Wojciechowska wyznała, że podczas pandemii kontaktowała się ze swoją "podróżniczą mamą" w poszukiwaniu wsparcia. Chciała się dowiedzieć, jak Dzikowska sobie radzi z brakiem możliwości wyjechania za granicę.
Zamiast usiąść i rozpaczać, że nie może pojechać w podróż, którą sobie (Dzikowska) zaplanowała, powiedziała "A wiesz, usiadłam i zaczęłam pisać książkę o podróży przez Stany. (Przez całą pandemię) napisałam jeden rozdział, a Ty napisałaś dwie książki, które już są wydane - zwierzyła się
Tego Martyna Wojciechowska nie spodziewała się usłyszeć podczas nagrania
Cały wywiad przeszedł bardzo sprawnie i płynnie. Martyna świetnie odnalazła się w roli prowadzącej. Praktycznie przy końcu nagrania stało się jednak coś, co zdecydowanie zaskoczyło podróżniczkę.
Jezus Maria! Co to?! - wykrzyczała w pewnym momencie
Dźwięk dzwonka wybił dziennikarkę z rytmu rozmowy. Okazało się, że podczas nagrania do Martyny zawitał kurier z paczką. Jego wizyta była tak niespodziewana, że dziennikarka stwierdziła, że chyba ma zwał serca.

Wojciechowska postanowiła nagrywać w prywatnej przestrzeni
Jesteśmy w moim biurze, to nie jest wynajęte studio, to jest biuro, w którym na co dzień pracuje - powiedziała, usprawiedliwiając swoją reakcje na dzwonek
Prezenterka swój projekt postanowiła zrealizować w swoim biurze. Nie starała się zrobić na widzach przesadnego wrażenia przestrzenią i wykorzystała to, co miała w zanadrzu. To nie pierwszy raz kiedy widać, że Wojciechowska stawia na naturalność i szczerość w mediach.
Wywiad z Elżbietą Dzikowską zakończyła bardzo emocjonalnym podziękowaniem.
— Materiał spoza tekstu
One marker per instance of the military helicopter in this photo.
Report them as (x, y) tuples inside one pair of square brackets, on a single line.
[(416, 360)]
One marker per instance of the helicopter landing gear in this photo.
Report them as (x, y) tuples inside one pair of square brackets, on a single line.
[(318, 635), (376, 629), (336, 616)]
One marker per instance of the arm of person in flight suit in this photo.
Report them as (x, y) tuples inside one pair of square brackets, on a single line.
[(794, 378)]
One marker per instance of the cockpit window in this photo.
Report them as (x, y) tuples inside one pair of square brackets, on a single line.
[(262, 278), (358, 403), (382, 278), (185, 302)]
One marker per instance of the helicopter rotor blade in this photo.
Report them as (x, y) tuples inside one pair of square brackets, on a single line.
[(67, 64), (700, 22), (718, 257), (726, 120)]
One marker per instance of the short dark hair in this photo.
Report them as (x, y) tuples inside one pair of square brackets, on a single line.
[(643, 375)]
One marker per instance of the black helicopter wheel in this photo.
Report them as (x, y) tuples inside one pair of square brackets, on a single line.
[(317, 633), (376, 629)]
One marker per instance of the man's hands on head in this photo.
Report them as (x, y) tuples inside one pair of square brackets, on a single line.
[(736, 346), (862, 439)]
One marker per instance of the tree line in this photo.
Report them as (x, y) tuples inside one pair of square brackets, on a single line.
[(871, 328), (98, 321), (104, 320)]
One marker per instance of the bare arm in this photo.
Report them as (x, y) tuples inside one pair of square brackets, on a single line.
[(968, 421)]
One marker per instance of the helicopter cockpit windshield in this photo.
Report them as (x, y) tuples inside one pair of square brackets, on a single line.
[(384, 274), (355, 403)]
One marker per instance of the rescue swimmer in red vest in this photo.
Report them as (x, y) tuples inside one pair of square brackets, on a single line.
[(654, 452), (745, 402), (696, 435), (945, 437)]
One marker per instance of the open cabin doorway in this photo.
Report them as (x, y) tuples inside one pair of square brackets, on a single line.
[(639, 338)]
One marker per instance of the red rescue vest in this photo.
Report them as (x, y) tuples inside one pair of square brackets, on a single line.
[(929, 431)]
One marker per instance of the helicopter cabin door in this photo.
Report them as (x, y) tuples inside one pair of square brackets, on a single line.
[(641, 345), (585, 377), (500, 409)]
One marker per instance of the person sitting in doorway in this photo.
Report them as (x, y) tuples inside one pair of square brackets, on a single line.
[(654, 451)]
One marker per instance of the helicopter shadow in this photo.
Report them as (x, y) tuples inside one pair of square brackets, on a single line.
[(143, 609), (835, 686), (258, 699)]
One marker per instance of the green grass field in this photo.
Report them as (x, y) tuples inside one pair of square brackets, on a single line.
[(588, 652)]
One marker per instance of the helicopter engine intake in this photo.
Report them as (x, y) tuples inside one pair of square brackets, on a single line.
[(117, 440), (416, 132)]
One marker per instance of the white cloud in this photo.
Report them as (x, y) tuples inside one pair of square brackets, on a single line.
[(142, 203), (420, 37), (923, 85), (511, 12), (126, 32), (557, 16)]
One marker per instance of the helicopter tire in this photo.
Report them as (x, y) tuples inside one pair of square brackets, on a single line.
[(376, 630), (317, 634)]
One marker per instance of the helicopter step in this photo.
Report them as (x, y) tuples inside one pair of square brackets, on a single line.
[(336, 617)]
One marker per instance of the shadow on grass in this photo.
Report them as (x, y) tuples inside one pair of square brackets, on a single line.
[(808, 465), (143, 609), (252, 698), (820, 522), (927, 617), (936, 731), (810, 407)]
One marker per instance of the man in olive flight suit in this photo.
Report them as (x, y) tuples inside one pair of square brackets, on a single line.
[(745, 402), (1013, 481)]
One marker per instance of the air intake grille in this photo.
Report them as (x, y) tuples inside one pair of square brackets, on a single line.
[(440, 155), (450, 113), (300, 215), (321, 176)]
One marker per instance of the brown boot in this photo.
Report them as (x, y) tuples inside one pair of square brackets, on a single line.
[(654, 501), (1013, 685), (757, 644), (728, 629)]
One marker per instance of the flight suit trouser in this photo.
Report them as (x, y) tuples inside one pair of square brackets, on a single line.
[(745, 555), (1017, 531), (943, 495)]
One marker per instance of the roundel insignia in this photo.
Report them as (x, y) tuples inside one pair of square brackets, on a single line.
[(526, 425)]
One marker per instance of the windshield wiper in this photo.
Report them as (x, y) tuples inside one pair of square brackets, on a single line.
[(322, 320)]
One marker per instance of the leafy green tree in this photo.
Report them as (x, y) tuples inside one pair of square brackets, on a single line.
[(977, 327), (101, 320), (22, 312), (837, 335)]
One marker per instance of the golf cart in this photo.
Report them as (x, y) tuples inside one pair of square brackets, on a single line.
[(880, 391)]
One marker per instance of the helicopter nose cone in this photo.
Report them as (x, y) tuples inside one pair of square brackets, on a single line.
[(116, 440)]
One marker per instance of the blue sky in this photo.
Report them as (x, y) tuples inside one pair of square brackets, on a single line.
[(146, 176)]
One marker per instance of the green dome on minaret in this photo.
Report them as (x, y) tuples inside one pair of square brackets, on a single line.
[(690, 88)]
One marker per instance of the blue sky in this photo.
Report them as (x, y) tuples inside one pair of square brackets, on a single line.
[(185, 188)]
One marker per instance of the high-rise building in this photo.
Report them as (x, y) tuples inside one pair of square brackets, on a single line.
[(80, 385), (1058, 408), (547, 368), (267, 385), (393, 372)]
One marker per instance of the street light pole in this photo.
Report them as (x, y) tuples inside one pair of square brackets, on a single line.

Podczas rozmowy dziennikarka wielokrotnie wspomniała, że zawdzięcza sinolożce to, jak teraz wygląda jej życie.
Nie byłabym tym, kim jestem, nie byłabym tu, gdzie jestem, gdybyś nie otworzyła (przede mną) tych drzwi do wielkiego świata - podsumowała rozmowę
A wy jesteście już po premierowym odcinku "Dalej"? Jakie są wasze wrażenia?